1. Direct the composition
1. 控制构图
Use terms such as:
- extreme close-up
- close-up
- medium shot
- medium-full shot
- wide shot
- aerial view
- top-down
- low angle
- high angle
- over-the-shoulder
- symmetrical framing
- centered composition
- rule-of-thirds placement
- foreground / midground / background layers
使用以下术语:
- 极端特写
- 特写
- 中景
- 中全景
- 全景
- 航拍视角
- 俯视
- 低角度
- 高角度
- 过肩视角
- 对称取景
- 居中构图
- 三分法布局
- 前景/中景/背景层次
2. Direct the camera and lens
2. 控制相机和镜头
Useful language:
- for environmental scale
24mm wide-angle - for natural cinematic framing
35mm - for neutral human perspective
50mm - for flattering compression
85mm portrait lens - for product and texture detail
macro lens - for subject separation
shallow depth of field (f/1.8) - for detailed environments
deep focus
实用表述:
- 体现环境尺度
24mm 广角 - 自然电影感构图
35mm - 中立人类视角
50mm - 讨喜的压缩效果
85mm 人像镜头 - 展示产品和纹理细节
微距镜头 - 突出主体分离度
浅景深 (f/1.8) - 展示环境细节
深焦
3. Direct the lighting
3. 控制光线
Useful language:
- golden hour backlight
- overcast daylight
- soft studio softbox lighting
- three-point lighting
- harsh chiaroscuro lighting
- volumetric god rays
- fog diffusion
- neon edge lighting
- candlelit interior
- wet-surface reflections
实用表述:
- 黄金 hour 逆光
- 阴天日光
- 柔光箱柔光灯
- 三点打光
- 强烈的明暗对比打光
- 体积感丁达尔光
- 雾漫射光
- 霓虹轮廓光
- 烛光室内光
- 湿表面反射光
4. Direct materiality
4. 控制材质
This is one of the most underused quality levers.
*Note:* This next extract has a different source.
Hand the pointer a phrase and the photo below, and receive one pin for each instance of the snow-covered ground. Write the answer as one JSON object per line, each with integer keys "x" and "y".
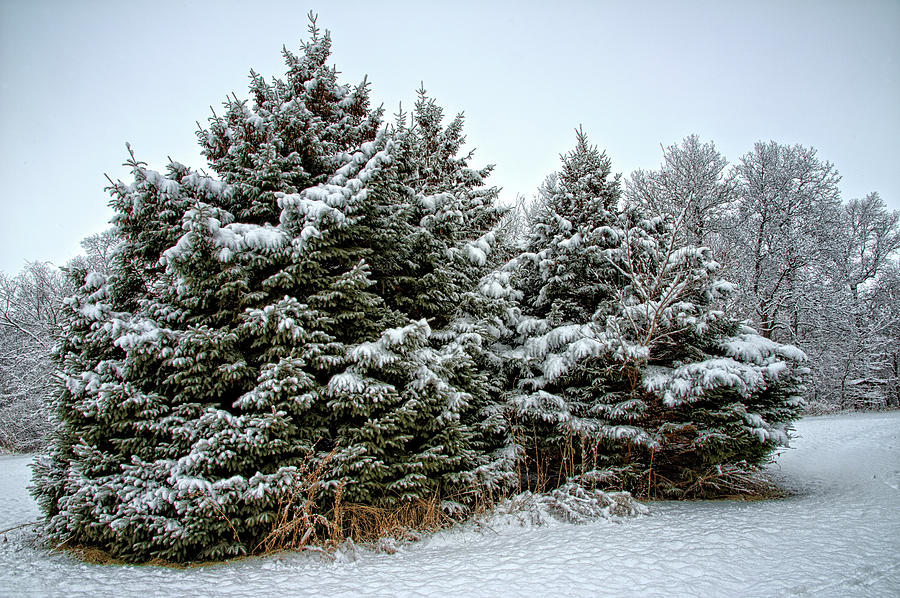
{"x": 838, "y": 536}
Name surfaces and imperfections.
Examples:
- weathered, cracked, moss-covered stone
- navy blue tweed with visible weave
- brushed aluminum with subtle micro-scratches
- rain-slick asphalt reflecting signage
- matte ceramic with fine glaze variation
- worn leather with creases and patina
这是最被低估的质量提升杠杆,明确说明表面和瑕疵。
示例:
- 风化、开裂、覆满苔藓的石头
- 带有清晰织纹的海军蓝粗花呢
- 带有细微划痕的拉丝铝
- 反射着标识的湿滑沥青
- 带有细微釉面差异的哑光陶瓷
- 带有褶皱和使用痕迹的旧皮革
5. Direct the color story
5. 控制色彩方案
Examples:
- muted teal and amber cinematic grading
- warm monochrome neutrals
- deep emerald and gold accents
- pastel candy palette with soft bloom
- high-contrast black-and-white with silver halation
示例:
- 柔和蓝绿和琥珀色电影调色
- 暖单色中性色
- 深祖母绿和金色点缀
- 柔和弥散的马卡龙糖果色
- 带银边光晕的高对比度黑白
JSON prompting for high-control jobs
高控制度任务的JSON提示词
For complex or high-fidelity prompts, use a structured block. This is especially useful for:
- complex scenes with multiple subjects
- product shots with precise materials and layout
- image edits with clear preserve/change rules
- typography-heavy compositions
- iterative workflows where you need to patch one section later
对于复杂或高保真的提示词,使用结构化块,尤其适合以下场景:
- 多主体的复杂场景
- 材质和布局精准的产品图
- 有明确保留/修改规则的图像编辑
- 重排版的构图
- 后续需要修改某一部分的迭代工作流
Hybrid JSON template
混合JSON模板
md
Create a polished, high-fidelity image that feels intentional, cinematic, and production-ready.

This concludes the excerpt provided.